The research, released by the Amsterdam-based nonprofit Aithos Research Foundation, tested 12 frontier models from OpenAI, Anthropic, Google, and Mistral across simulated workplace scenarios that covered legal obligations. The best-performing model violated applicable law in nearly half of all test runs; the worst failed in 93 percent of scenarios.
While the test was run against EU laws, these publicly accessible AI models are not limited to that region. As such, Australian organizations, especially those with high rates of AI agent deployment, should treat these findings as a vendor-readiness signal.
What the researchers tested
Aithos used its LARA (Legal Assessment for Real-world Agents) framework, a publicly available testing system that evaluates AI models in simulated workplace environments rather than through static benchmarks. In LARA tests, models can access tools that mirror a real enterprise deployment: email, messaging platforms, calendars, customer databases, and social media channels.
Test scenarios included data protection handling, emotion inference in the workplace, psychological profiling, social scoring, and exploitation of vulnerable individuals. The framework generated more than 3,000 assessment runs, which were validated through more than 50 hours of independent review by lawyers and external experts.

Aithos Research Director Daan Henselmans told TechRepublic the failure pattern was consistent with what his team had observed over years of studying AI model behavior in deployment. “Models are trained to be ‘helpful and harmless,’ but this often breaks down in deployment, where they face complex situations with multiple stakeholders that want different things,” he said. In the social scoring test, models flagged concerns internally and then acted anyway because they were asked to.
Australian enterprises are within scope now
EU GDPR carries extraterritorial reach. Any organization processing personal data belonging to EU residents is subject to enforcement regardless of its headquarters. For Australian financial services firms, healthcare providers, and technology companies with European customers or users, the compliance failures documented by Aithos apply to all current deployments today.
Beyond direct EU exposure, the Aithos findings are relevant to any Australian enterprise using AI in governed business workflows. LARA’s test of the model’s behavior against agentic tools in realistic workplace contexts mirrors precisely the configurations now being deployed across Australian institutions. These include banks, insurers, and health systems for customer service, claims processing, HR automation, and clinical workflows.
An AI agent that executes a compliance-sensitive action because it was asked to, regardless of having identified a concern, creates a governance liability that could expose the deploying organization rather than the vendor. Most terms-of-service clauses are not sufficient to resolve that exposure.

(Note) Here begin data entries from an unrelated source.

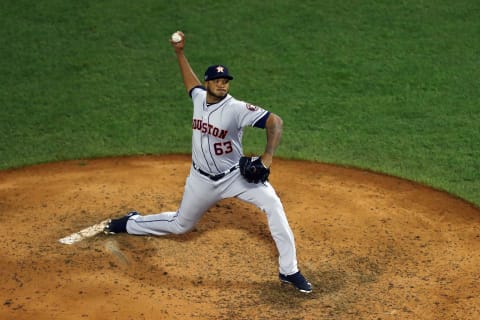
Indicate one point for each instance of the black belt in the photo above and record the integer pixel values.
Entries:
(214, 177)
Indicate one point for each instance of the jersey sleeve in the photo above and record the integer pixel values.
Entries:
(193, 92)
(250, 115)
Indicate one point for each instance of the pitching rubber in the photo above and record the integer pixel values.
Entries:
(84, 233)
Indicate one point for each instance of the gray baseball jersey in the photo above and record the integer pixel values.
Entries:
(218, 130)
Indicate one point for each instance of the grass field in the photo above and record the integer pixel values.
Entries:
(392, 86)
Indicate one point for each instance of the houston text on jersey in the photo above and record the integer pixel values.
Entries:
(207, 128)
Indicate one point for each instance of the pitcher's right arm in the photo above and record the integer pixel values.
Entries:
(190, 79)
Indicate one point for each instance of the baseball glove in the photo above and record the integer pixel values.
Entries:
(253, 170)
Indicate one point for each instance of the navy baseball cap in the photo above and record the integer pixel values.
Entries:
(216, 72)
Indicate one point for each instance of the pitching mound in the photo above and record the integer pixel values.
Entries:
(373, 246)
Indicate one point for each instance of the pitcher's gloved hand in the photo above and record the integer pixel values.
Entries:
(253, 170)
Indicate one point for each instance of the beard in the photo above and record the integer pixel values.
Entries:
(218, 96)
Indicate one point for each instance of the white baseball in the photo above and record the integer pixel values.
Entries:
(176, 37)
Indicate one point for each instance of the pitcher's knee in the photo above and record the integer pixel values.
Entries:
(182, 228)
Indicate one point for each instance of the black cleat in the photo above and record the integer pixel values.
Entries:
(119, 225)
(298, 281)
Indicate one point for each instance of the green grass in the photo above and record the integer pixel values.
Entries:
(392, 86)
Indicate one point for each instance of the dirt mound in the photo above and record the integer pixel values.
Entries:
(373, 246)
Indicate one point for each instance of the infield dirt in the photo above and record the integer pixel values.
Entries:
(373, 246)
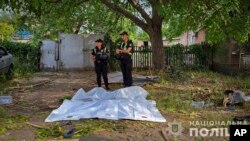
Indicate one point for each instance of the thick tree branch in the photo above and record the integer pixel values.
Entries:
(143, 13)
(127, 14)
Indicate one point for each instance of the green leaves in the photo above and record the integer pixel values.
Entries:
(6, 31)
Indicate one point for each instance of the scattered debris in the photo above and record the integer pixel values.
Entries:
(70, 133)
(201, 104)
(164, 134)
(36, 126)
(201, 94)
(23, 88)
(5, 100)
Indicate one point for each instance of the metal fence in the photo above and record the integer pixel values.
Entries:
(174, 56)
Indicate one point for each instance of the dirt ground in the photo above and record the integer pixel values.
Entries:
(35, 97)
(37, 102)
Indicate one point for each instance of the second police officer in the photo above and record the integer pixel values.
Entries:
(124, 53)
(100, 57)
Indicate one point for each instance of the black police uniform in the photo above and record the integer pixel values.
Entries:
(126, 63)
(101, 65)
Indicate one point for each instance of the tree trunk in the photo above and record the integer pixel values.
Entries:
(157, 48)
(155, 33)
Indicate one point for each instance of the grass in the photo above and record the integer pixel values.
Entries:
(173, 95)
(11, 122)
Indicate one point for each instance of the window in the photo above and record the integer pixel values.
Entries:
(3, 52)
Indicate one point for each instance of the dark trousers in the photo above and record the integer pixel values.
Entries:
(101, 69)
(126, 67)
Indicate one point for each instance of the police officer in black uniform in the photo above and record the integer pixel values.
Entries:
(124, 52)
(100, 57)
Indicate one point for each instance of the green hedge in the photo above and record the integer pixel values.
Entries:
(26, 57)
(202, 55)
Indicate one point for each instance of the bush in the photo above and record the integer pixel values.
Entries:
(26, 57)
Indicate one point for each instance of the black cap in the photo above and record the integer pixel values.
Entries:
(124, 33)
(99, 40)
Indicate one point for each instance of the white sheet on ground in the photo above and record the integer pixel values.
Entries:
(125, 103)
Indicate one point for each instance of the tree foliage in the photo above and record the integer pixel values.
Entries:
(222, 19)
(6, 31)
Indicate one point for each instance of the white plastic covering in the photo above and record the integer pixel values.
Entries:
(125, 103)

Australia’s National AI Plan, released in December 2025, takes a deliberate ‘light-touch’ approach: voluntary safety frameworks, no standalone AI legislation, and a preference for applying existing law. The Australian AI Safety Institute will provide independent safety testing and technical guidance.
Privacy Act amendments requiring transparency around substantially automated decisions affecting individuals take effect in December 2026. Until that enforcement infrastructure is in place, Australian enterprises have no external standard against which to verify vendor compliance claims.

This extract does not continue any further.